La película «Undertone» de Ian Taron, una producción de A24, explora una premisa aparentemente familiar de terror tecnológico, pero la retuerce para generar una atmósfera siniestra e inusual. No se limita a la detección tecnológica de lo sobrenatural, sino que profundiza en cómo la amplifica, volviéndola personal e invasiva. La cinta evita la linealidad, entrecruzando líneas de reflexión para crear una sensación persistente y creciente de inquietud.
«Undertone» examina el miedo primitivo a lo desconocido en una era tecnológica. Se pregunta cómo el horror se manifiesta cuando deja de ser una amenaza externa para convertirse en algo que late en segundo plano, esperando el contexto adecuado para revelarse.
La trama se desarrolla casi íntegramente en una vivienda, forzando a la dirección a construir la tensión a través de recursos limitados y un encierro psicológico. Cada espacio parece ocultar algo que nunca se muestra del todo, y la asfixia surge de lo que se intuye y se esconde más allá de lo visible.
Una mujer al borde del abismo
El argumento se centra en Evy (Nina Kiri), una creadora de contenido especializada en casos sobrenaturales, que ya vive en un estado de atención constante.
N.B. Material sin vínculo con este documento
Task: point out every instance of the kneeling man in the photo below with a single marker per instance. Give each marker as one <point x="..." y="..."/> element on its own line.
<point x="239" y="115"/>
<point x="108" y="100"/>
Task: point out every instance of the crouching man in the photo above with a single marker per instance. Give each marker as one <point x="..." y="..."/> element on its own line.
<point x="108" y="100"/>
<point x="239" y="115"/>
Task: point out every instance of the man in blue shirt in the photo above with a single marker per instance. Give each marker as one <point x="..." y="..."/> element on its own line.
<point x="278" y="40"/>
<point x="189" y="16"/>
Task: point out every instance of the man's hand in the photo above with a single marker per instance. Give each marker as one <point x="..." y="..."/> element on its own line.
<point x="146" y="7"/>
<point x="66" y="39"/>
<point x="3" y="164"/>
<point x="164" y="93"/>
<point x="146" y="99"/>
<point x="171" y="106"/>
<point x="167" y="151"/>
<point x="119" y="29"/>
Esta predisposición la convierte en el catalizador perfecto para los eventos que se avecinan, transformando su curiosidad profesional en una experiencia profundamente personal. Su vida, marcada por el cuidado de su madre terminal, introduce el tema de la muerte como un eco constante, abriendo una grieta emocional por la que lo inexplicable se filtra.
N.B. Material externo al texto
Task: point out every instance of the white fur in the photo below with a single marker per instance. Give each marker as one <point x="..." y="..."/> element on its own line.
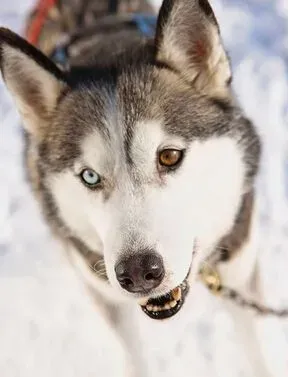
<point x="197" y="202"/>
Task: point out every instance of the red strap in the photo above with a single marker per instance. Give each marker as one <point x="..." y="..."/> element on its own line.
<point x="37" y="23"/>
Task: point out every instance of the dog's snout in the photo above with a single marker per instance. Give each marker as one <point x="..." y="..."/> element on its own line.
<point x="140" y="273"/>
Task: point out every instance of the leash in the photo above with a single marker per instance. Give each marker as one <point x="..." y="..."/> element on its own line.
<point x="146" y="25"/>
<point x="212" y="280"/>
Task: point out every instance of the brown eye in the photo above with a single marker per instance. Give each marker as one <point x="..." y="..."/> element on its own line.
<point x="170" y="157"/>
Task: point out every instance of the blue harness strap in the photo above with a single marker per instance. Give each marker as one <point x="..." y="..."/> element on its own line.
<point x="145" y="23"/>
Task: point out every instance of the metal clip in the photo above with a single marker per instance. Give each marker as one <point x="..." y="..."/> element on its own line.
<point x="211" y="278"/>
La historia cobra un nuevo ritmo cuando Evy recibe grabaciones extrañas de un tercero. Estas no son solo archivos inquietantes, sino piezas que exigen ser descifradas y que contienen algo oculto. Las voces de Mike (Jeff Yung) y Abby (Sarah Beaudin), nunca vistas, construyen una presencia tangible, demostrando que sugerir puede ser más perturbador que mostrar.
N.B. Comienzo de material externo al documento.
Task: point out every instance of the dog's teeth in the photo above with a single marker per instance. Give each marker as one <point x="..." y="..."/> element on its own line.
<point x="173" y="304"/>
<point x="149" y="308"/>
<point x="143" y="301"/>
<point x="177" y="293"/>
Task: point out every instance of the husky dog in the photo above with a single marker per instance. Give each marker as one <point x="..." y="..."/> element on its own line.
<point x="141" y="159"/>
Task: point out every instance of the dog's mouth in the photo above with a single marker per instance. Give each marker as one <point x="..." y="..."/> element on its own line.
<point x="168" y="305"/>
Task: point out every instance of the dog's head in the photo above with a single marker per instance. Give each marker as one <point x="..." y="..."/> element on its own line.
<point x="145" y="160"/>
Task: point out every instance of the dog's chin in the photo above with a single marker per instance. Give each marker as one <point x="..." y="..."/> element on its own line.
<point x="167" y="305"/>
Sonido, silencio y paranoia progresiva
El diseño acústico, a cargo de Shanika Lewis-Waddell, es el corazón de «Undertone». Cada sonido, por mínimo que sea, adquiere un peso narrativo y se vuelve aterrador, transformando desde un tic-tac hasta un leve crujido en horror. La película prioriza una inmersión auditiva sobre la visual, una decisión artística efectiva en muchas de sus escenas.
La narración se construye a menudo más por lo que se escucha que por lo que se ve. Hay momentos en que el sonido contradice las imágenes, generando una fricción incómoda que mantiene al espectador en alerta. Ni siquiera el silencio ofrece respiro. Cuando Evy usa auriculares, el mundo exterior desaparece, creando una burbuja sonora donde cada detalle se vuelve significativo, permitiendo que el sonido se filtre directamente en la mente.
El ambiguo final de «Undertone» evita las explicaciones sencillas, sosteniendo la duda sobre lo paranormal y dejando que la inquietud crezca. No depende de sobresaltos obvios, sino de una zozobra sutil y persistente que perdura mucho después de que la película termina.